2. Relevant equations

3. The attempt at a solution

I didn't know how to start but to draw a picture. then I thought about the Epicycloid... these curves are related? I didn't know what to do so I played around, and I don't know if they are right or not. s.th. $\delta_{0} = ((r+r_{0})/(r_{0}))\theta$ $(r+r_{0})cos(\delta_{0})-r cos(\delta_{0}) + (r+r_{0})sin(\delta_{0}) + r sin(\delta_{0})$ I know this isn't right but just what I was thinking they could be...

2. Mar 1, 2013

3. Mar 1, 2013

### Tenshou

That isn't much help, =/ I thought someone would be able to work out the problem and tell me how they got the answer because it doesn't make sense, I am not looking for the answer I am looking for a solution... I know it sounds redundant, but look... I know the answer already but I do not know how to reach the solution, so if anyone can help me out that would be awesome

4. Mar 1, 2013

### Whovian

Well, first you can try to express it parametrically.

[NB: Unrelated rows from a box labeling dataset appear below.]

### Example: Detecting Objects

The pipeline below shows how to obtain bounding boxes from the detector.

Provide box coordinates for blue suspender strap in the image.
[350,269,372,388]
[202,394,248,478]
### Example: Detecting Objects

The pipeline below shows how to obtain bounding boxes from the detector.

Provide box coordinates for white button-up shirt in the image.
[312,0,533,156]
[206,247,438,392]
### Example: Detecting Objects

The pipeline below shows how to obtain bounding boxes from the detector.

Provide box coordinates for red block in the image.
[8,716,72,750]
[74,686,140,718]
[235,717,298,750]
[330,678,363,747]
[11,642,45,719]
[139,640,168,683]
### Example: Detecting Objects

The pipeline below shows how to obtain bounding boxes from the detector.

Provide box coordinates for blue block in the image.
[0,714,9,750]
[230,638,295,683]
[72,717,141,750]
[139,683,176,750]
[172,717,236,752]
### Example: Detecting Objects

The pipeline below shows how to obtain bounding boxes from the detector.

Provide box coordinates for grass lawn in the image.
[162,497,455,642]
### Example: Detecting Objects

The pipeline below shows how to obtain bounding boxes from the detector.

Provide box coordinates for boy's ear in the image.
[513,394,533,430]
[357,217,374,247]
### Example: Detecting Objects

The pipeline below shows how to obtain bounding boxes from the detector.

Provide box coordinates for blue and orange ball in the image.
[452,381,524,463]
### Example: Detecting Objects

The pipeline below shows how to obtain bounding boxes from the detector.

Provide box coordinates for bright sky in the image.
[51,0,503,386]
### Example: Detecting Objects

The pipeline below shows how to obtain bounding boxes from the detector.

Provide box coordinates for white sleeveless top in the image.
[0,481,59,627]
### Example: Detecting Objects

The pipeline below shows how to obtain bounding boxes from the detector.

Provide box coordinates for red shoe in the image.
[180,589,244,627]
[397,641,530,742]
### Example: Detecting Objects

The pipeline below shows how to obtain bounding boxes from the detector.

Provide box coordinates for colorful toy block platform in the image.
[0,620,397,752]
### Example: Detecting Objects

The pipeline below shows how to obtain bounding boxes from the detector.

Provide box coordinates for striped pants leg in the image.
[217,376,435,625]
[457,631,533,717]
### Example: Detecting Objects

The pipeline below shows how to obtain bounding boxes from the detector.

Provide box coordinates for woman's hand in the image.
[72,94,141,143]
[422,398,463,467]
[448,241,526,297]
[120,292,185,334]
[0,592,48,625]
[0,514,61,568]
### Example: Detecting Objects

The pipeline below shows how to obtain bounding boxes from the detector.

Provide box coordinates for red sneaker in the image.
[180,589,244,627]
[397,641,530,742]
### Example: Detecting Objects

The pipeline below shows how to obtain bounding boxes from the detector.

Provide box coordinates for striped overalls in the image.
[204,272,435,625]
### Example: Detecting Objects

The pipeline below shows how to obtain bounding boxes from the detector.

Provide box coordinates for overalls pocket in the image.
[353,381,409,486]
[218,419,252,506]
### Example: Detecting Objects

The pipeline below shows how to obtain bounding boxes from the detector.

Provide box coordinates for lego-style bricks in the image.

Let t be a time parameter (letting the circle roll with constant angular velocity,) and try to find x and y in terms of t. Then it's possible to just convert back to rectangular by solving for a relationship between x and y.

5. Mar 1, 2013

### haruspex

Ok, that was not clear. In the equations at http://en.wikipedia.org/wiki/Hypocycloid#Properties, the centre of the small circle, O', is at location (R-r, θ) in polar coordinates. Suppose P is at (r, ψ) in polar coordinates relative to O'. rψ = (R-r)θ (do you see why?). Converting to Cartesian and adding up the x and y coordinates separately gives the equations.